Deep learning helps tease out gene interactions
The trick, they say, is to transform massive amounts of gene expression data into something more image-like. Convolutional neural networks (CNNs), which are adept at analyzing visual imagery, can then infer which genes are interacting with each other. The CNNs outperform existing methods at this task.
The researchers’ report on how CNNs can help identify disease-related genes and developmental and genetic pathways that might be targets for drugs is being published today in the Proceedings of the National Academy of Science.

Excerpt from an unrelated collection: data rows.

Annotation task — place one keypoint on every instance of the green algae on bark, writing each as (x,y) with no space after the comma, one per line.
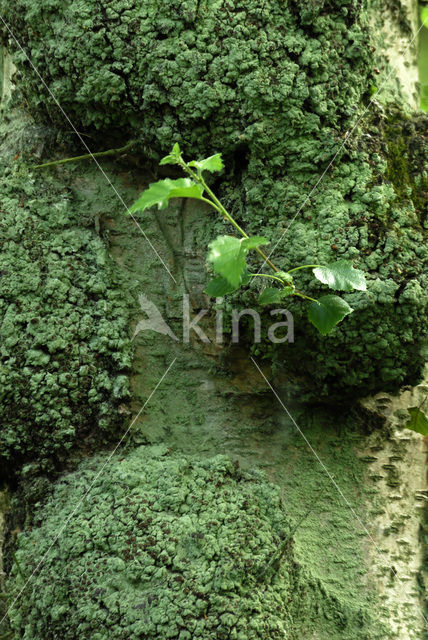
(65,353)
(276,90)
(165,546)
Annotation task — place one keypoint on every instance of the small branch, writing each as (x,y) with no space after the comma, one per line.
(198,177)
(305,266)
(302,295)
(266,275)
(88,156)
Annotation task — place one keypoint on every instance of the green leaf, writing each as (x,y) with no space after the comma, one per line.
(219,287)
(418,421)
(173,157)
(341,276)
(227,255)
(424,97)
(161,192)
(245,277)
(254,241)
(273,295)
(270,295)
(285,277)
(288,291)
(327,312)
(213,163)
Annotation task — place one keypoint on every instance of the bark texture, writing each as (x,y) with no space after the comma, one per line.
(279,114)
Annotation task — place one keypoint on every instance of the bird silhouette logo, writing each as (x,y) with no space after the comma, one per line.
(154,321)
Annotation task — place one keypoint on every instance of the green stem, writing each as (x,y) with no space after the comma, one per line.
(198,177)
(88,156)
(305,266)
(302,295)
(266,275)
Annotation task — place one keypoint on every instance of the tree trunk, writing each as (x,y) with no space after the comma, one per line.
(323,417)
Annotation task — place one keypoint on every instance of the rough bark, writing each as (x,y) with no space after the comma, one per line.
(360,549)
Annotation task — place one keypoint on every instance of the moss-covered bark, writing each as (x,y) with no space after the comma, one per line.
(276,88)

But Ziv Bar-Joseph, professor of computational biology and machine learning, said the applications for the new method, called CNNC, could go far beyond gene interactions.
The new insight described in the paper suggests that CNNC could be similarly deployed to investigate causality in a wide variety of phenomena, including financial data and social networking, said Bar-Joseph, who co-authored the paper with Ye Yuan, a post-doctoral researcher in CMU’s Machine Learning Department.
“CNNs, which were developed a decade ago, are revolutionary,” Bar-Joseph said. “I’m still in awe of Google Photos, which uses them for facial recognition,” he added as he scrolled through photos on his smartphone, showing how the app could identify his son at different ages, or identify his father based on an image of the rear right side of his head. “We sometimes take this technology for granted because we use it all the time. But it’s incredibly powerful and is not restricted to images. It’s all a matter of how you represent your data.”
In this case, he and Yuan were looking at gene relationships. The approximately 20,000 genes in humans work in concert, so it’s necessary to know how genes work together in complexes or networks to understand human development or diseases.
One way to infer these relationships is to look at gene expression — which represents the activity levels of genes in cells. Generally, if gene A is active at the same time gene B is active, that’s a clue that the two are interacting, Yuan said. Still, it’s possible that this is a coincidence or that both are activated by a third gene C. Several previous methods have been developed to tease out these relationships.
To employ CNNs to help analyze gene relationships, Yuan and Bar-Joseph used single-cell expression data — experiments that can determine the level of every gene in a single cell. The results of hundreds of thousands of these single-cell analyses were then arranged in the form of a matrix or histogram so that each cell of the matrix represented a different level of co-expression for a pair of genes.
Presenting the data in this way added a spatial aspect that made the data more image-like and, thus, more accessible to CNNs. By using data from genes whose interactions already had been established, the researchers were able to train the CNNs to recognize which genes were interacting and which weren’t based on the visual patterns in the data matrix, Yuan said.
“It’s very, very hard to distinguish between causality and correlation,” Yuan said, but the CNNC method proved statistically more accurate than existing methods. He and Bar-Joseph anticipate CNNC will be one of several techniques that researchers will eventually deploy in analyzing large datasets.
“This is a very general method that could be applied to a number of analyses,” Bar-Joseph said. The main limitation is data — the more data there is, the better CNNs work. Cell biology is well-suited for using CNNC, as a typical experiment can involve tens of thousands of cells and generate a massive amount of data.
The National Institutes of Health, the National Science Foundation and the James S. McDonnell Foundation supported this research.